3 Tantangan Indonesia Sebagai Pusat Logistik Maritim Internasional
Terbaru

3 Tantangan Indonesia Sebagai Pusat Logistik Maritim Internasional

Antara lain hukum yang digunakan masih peninggalan Belanda yakni KUHD atau Wetboek van Koophandel voor Indonesie, Staatsblad 1847:23.

Ady Thea DA
Bacaan 4 Menit
Faculty Member Program Studi S1 Hukum Bisnis Universitas Prasetiya Mulya, Kartika Paramita. Foto: ADY
Faculty Member Program Studi S1 Hukum Bisnis Universitas Prasetiya Mulya, Kartika Paramita. Foto: ADY

Presiden Joko Widodo telah menetapkan Indonesia sebagai negara poros maritim dunia.
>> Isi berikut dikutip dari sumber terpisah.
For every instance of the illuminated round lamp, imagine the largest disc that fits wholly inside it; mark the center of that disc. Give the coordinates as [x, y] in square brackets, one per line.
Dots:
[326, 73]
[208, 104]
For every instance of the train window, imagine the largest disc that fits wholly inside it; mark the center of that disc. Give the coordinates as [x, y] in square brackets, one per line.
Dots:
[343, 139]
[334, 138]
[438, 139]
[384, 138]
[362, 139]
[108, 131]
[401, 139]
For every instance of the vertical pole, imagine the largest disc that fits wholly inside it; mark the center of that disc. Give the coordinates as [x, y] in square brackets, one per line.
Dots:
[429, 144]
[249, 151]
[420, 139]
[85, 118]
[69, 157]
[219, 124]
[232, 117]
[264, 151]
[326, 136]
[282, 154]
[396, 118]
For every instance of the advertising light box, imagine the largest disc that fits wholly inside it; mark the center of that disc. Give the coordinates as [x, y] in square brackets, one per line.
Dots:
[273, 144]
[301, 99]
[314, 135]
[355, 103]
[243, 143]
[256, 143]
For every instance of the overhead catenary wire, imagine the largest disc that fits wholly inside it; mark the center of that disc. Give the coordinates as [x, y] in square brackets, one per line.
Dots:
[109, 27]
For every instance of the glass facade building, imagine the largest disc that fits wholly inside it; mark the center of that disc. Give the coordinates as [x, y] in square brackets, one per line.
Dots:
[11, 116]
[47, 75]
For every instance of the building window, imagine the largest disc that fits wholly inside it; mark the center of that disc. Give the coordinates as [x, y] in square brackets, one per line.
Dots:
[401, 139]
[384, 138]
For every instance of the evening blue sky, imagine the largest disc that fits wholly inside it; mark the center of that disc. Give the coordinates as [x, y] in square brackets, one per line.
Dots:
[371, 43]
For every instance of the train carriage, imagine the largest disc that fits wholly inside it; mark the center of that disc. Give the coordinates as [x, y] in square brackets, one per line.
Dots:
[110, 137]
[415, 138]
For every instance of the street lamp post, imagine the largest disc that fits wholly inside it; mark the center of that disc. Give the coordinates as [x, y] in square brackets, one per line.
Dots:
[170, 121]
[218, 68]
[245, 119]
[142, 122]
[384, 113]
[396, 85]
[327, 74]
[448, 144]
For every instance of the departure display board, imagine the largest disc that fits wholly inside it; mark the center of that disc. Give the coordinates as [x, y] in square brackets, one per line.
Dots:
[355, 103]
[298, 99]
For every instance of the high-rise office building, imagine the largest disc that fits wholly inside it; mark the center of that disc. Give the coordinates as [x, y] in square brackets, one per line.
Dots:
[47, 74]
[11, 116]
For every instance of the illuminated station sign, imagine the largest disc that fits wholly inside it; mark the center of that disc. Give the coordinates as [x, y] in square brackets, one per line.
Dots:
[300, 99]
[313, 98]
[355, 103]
Indonesia berpotensi mendapat berbagai manfaat jika berhasil menjadi poros maritim dunia. Apalagi posisi Indonesia sangat strategis dalam lalu lintas perdagangan internasional yakni proses pengangkutan barang yang mayoritas menggunakan moda angkutan laut.

Faculty Member Program Studi S1 Hukum Bisnis Universitas Prasetiya Mulya, Kartika Paramita menghitung 80 persen perdagangan barang di dunia dilakukan melalui jalur laut. Melihat peluang itu, Kartika menilai secara umum Indonesia punya peluang menjadi pusat distribusi barang atau pusat logistik internasional yang berbasis maritim. Negara yang menjadi pusat logistik itu pada dasarnya memfasilitasi proses persinggahan kapal dan bongkar muat barang (transshipment) dari kargo yang membuat jalannya pengiriman barang menjadi lebih efektif dan efisien.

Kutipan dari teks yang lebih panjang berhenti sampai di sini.